From the ROS side installation in /opt/ros/electric (via apt) or in ~/ros_ws (via svn) shouldn't matter. It's just some paths in the ROS_PACKAGE_PATH to find things. When ROS looks for a package it walks through the package path and takes the first that matches.

The usual workflow for most users is to install ROS via apt and have their own code locally (i.e. in ~). Sometimes you also want to have ROS code locally to modify it. Installed code in /opt should never be modified (including setup.sh, etc.) as you update this via apt-get and everything will be overwritten. It is better to adapt those things locally (e.g. extend ROS_PACKAGE_PATH in your bashrc). Local code you update from svn.

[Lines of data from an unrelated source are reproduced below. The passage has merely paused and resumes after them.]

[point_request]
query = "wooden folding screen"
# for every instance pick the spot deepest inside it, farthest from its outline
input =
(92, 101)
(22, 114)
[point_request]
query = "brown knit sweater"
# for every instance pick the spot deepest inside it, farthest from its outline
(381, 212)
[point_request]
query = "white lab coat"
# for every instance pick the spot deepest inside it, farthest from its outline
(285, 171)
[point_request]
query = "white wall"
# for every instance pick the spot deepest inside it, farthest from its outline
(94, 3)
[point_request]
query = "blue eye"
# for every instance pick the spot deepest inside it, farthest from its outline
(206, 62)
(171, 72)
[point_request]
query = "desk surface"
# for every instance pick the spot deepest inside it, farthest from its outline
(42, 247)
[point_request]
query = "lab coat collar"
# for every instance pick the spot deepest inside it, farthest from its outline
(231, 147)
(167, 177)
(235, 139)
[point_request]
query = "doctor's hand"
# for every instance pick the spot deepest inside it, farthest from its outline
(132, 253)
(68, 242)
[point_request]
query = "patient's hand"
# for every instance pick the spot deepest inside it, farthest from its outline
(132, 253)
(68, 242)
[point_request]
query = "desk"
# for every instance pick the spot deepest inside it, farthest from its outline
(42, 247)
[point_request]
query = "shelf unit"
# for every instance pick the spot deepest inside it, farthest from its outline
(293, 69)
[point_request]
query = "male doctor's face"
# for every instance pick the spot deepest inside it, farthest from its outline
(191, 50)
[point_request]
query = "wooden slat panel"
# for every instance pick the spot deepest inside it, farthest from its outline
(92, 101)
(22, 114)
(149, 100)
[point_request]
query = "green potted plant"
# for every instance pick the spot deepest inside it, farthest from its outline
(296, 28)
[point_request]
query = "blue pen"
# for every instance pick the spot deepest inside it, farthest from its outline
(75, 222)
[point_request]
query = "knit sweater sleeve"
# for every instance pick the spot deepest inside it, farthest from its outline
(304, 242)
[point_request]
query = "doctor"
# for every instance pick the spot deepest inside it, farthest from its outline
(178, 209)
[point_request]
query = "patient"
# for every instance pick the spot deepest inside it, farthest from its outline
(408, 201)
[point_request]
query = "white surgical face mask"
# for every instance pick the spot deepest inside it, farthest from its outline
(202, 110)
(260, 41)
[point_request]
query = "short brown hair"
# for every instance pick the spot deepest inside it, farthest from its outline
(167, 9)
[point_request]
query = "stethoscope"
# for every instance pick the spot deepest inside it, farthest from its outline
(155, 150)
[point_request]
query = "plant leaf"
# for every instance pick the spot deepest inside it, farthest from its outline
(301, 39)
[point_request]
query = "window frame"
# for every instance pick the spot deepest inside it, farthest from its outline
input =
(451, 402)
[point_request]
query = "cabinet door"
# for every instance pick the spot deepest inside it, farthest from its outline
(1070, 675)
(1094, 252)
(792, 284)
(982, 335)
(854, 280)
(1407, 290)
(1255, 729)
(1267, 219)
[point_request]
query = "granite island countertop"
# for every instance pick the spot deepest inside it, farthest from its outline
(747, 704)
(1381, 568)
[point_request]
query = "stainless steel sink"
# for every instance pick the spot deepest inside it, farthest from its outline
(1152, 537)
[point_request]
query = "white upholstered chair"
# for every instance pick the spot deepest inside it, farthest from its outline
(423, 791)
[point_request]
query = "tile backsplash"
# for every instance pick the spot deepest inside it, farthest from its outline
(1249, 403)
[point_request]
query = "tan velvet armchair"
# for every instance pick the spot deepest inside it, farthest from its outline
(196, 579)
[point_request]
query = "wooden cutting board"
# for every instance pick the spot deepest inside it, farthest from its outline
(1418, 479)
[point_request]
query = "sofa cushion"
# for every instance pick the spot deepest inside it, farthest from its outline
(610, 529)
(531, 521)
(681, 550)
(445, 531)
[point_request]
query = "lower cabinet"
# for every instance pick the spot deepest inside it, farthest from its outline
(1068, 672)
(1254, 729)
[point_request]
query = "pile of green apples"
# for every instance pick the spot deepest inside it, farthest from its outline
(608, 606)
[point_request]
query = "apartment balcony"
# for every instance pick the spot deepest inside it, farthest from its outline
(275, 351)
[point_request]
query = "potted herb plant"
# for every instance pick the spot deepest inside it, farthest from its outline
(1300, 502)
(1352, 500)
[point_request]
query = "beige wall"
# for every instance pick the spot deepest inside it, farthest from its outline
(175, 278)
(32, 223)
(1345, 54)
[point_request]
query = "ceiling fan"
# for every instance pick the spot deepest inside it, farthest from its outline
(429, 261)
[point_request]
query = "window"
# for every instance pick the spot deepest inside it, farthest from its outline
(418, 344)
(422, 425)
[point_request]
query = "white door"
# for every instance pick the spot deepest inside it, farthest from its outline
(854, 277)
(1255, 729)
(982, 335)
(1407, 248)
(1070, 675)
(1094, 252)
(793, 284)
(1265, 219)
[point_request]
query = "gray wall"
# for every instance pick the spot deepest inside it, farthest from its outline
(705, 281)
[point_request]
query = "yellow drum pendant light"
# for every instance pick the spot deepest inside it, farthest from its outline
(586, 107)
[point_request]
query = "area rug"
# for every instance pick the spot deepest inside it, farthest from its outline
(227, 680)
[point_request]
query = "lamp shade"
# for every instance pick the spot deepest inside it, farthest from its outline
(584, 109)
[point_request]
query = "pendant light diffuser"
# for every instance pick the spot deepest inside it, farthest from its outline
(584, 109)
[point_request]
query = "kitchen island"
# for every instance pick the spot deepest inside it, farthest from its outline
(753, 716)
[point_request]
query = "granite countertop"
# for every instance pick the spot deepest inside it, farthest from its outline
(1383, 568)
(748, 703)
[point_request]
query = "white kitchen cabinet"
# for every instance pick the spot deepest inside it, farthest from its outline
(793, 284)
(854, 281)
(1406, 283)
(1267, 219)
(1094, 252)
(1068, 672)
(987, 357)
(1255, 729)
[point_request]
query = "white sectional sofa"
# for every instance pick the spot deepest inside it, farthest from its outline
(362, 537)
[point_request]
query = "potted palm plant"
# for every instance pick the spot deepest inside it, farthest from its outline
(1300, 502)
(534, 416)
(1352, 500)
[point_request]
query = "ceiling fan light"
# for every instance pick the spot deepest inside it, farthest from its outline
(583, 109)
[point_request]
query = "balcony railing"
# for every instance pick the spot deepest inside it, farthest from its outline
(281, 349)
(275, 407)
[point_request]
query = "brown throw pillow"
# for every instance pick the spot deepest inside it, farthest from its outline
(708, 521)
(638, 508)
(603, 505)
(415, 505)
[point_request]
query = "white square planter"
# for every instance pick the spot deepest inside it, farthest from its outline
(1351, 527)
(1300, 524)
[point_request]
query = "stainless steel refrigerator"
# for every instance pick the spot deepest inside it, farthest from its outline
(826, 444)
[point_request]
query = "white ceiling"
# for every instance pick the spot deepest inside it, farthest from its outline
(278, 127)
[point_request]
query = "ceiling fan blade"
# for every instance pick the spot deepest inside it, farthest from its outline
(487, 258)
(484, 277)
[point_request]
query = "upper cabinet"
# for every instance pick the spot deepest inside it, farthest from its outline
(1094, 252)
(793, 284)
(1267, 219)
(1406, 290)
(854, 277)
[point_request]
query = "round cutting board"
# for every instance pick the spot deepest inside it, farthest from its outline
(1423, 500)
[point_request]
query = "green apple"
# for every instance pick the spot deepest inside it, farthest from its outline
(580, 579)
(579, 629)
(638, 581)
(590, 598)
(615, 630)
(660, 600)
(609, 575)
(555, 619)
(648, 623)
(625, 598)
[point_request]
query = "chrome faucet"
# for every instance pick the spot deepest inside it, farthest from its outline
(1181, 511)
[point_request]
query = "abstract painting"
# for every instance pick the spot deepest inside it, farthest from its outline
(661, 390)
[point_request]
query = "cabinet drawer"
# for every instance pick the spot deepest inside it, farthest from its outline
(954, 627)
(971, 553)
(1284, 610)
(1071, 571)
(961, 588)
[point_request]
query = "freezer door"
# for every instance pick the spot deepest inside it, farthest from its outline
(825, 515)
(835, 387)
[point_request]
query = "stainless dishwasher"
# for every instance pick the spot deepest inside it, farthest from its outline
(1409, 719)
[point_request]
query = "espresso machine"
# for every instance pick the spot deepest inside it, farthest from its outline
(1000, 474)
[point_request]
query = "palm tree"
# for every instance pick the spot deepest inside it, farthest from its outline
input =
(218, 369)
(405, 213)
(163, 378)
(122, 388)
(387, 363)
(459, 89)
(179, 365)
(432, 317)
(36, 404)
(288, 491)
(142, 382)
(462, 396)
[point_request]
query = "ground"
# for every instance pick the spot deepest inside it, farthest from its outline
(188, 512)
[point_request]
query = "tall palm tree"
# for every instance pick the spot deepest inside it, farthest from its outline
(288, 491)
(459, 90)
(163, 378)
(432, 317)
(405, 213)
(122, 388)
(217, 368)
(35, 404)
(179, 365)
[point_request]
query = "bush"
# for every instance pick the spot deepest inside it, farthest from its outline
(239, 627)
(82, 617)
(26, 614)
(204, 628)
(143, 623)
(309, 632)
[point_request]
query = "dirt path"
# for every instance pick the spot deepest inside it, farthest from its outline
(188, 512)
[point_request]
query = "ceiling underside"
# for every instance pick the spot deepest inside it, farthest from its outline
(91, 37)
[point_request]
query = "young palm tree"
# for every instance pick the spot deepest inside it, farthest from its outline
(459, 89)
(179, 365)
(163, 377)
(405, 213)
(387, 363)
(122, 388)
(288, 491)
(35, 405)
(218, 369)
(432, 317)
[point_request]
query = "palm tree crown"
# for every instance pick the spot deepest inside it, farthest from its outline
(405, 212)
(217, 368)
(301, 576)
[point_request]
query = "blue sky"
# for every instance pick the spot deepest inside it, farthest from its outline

_7. If you have set them up to be there it is OK. If they surprise you, you might have double code. Make sure that always the one is used that you want (rospack find pkg shows that)

_8. apt-get

_9. yes

Originally posted by dornhege with karma: 31395 on 2012-03-16

This answer was ACCEPTED on the original site

Post score: 0

Original comments

Comment by owh on 2012-03-19:
@dornhege Thank you very much for the reply, very much appreciated. You have clarified a bunch of my doubts in this aspect. I am still hoping to seek clarification on questions 2-6.